Certaines vaccinations sont tout particulièrement recommandées aux personnes séropositives au VIH ou porteuses d’une hépatite C, comme la vaccination contre l’hépatite B, et contre l’hépatite A en cas de voyage en zone d’endémie, d’infection chronique par l’hépatite B ou C, chez les homosexuels masculins.
La seule vaccination formellement contre-indiquée chez les séropositifs est le BCG.
Les vaccins à virus vivants, comme le vaccin anti-amarile (contre la fièvre jaune) sont déconseillés s’il existe un déficit immunitaire important (CD4 < 200 ou < 15%). En règle générale, la vaccination risque d’être inefficace si elle est réalisée pendant une période de déficit immunitaire important.

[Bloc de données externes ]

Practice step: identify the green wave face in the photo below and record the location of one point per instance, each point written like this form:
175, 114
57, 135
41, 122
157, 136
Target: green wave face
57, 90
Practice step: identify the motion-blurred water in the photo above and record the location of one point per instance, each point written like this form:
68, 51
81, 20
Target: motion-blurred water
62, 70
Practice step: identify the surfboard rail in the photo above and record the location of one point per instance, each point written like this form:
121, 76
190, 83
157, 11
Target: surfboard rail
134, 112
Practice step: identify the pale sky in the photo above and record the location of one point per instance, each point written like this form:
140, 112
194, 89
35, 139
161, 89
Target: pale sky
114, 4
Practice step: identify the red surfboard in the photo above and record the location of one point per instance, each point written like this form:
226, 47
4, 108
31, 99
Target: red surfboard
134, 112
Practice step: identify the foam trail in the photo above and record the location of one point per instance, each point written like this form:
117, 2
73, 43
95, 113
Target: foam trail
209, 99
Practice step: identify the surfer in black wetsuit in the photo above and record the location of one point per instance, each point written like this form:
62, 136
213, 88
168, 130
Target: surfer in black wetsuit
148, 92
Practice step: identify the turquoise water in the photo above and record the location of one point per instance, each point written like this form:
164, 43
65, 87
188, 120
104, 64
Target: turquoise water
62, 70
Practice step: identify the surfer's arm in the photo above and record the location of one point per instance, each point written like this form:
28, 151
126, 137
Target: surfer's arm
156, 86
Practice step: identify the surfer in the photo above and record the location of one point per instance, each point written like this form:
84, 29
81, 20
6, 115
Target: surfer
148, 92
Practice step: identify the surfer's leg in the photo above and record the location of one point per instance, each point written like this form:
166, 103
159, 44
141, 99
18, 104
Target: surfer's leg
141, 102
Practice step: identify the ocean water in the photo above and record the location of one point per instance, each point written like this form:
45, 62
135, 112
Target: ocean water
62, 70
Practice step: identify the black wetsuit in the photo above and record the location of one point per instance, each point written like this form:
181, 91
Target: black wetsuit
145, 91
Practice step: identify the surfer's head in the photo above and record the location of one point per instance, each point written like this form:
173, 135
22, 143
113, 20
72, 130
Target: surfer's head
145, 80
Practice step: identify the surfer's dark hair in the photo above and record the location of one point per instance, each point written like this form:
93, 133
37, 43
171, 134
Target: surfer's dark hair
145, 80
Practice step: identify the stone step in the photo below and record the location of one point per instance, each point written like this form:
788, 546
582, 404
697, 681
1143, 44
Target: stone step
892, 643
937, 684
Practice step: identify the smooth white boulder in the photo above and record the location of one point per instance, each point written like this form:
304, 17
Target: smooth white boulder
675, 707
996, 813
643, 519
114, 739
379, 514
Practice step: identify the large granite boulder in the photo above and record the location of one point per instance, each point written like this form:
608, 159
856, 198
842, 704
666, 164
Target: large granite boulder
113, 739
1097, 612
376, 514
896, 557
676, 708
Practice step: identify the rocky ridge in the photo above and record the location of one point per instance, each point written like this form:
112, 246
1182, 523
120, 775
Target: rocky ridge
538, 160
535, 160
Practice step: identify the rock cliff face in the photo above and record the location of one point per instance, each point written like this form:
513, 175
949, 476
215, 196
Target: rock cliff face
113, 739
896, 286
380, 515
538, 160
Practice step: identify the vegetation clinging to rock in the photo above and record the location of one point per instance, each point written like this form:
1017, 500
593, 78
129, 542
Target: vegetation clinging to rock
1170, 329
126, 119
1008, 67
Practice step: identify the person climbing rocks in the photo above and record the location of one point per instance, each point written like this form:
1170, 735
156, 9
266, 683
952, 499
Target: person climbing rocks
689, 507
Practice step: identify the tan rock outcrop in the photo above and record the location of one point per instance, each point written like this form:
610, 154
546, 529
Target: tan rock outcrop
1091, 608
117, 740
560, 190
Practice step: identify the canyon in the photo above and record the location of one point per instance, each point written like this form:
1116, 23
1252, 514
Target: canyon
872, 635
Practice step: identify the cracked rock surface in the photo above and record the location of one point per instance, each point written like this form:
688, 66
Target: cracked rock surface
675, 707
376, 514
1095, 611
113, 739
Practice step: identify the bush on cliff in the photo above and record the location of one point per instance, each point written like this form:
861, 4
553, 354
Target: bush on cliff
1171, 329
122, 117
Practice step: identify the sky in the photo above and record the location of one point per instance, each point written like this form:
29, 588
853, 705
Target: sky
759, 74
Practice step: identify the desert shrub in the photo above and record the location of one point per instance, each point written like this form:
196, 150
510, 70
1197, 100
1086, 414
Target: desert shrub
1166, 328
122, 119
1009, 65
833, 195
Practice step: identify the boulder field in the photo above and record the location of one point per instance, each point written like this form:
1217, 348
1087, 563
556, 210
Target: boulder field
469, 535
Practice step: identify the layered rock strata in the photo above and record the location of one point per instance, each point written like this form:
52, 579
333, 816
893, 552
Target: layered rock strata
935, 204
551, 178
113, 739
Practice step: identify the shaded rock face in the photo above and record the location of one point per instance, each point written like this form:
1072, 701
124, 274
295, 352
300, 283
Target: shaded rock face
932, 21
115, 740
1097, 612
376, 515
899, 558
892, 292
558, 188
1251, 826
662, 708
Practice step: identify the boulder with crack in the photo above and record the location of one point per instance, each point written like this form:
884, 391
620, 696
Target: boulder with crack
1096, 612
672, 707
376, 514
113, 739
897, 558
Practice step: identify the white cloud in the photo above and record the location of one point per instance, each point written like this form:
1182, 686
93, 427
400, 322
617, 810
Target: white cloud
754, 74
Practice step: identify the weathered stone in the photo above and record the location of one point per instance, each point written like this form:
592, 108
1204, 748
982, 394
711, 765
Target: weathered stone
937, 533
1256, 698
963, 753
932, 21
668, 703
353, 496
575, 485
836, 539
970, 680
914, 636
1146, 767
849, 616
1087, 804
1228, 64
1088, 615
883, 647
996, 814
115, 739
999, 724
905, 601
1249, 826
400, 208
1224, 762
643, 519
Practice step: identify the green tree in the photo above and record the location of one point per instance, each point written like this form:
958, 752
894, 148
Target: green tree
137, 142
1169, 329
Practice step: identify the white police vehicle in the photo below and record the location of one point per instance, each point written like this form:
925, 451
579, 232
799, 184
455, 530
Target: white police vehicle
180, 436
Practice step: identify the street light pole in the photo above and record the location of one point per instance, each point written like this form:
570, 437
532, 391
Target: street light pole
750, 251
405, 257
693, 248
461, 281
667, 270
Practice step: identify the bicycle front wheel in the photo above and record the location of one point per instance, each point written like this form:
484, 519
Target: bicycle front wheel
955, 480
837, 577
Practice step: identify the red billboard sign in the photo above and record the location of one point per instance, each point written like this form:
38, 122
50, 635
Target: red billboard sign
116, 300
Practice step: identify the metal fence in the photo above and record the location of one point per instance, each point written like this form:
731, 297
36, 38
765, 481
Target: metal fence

Selon la destination, certains vaccins (contre le méningocoque, la typhoïde en particulier) seront recommandés par votre médecin.
Le vaccin contre la fièvre jaune est conseillée, voire obligatoire pour séjourner dans certains pays. Elle ne peut être réalisée que dans des lieux agréés (cf. consultations de voyageurs).
En cas de contre-indication, vous pourrez demander au médecin un certificat médical de contre-indication à la vaccination anti-amarile, qui pourra dans certains cas vous permettre de rentrer dans le pays qui exige ce vaccin à l’entrée. Cependant, il est fortement déconseillé de voyager dans une zone d’endémie de la fièvre jaune si on est immunodéprimé et non vacciné. Il s’agit d’une maladie très grave et souvent mortelle.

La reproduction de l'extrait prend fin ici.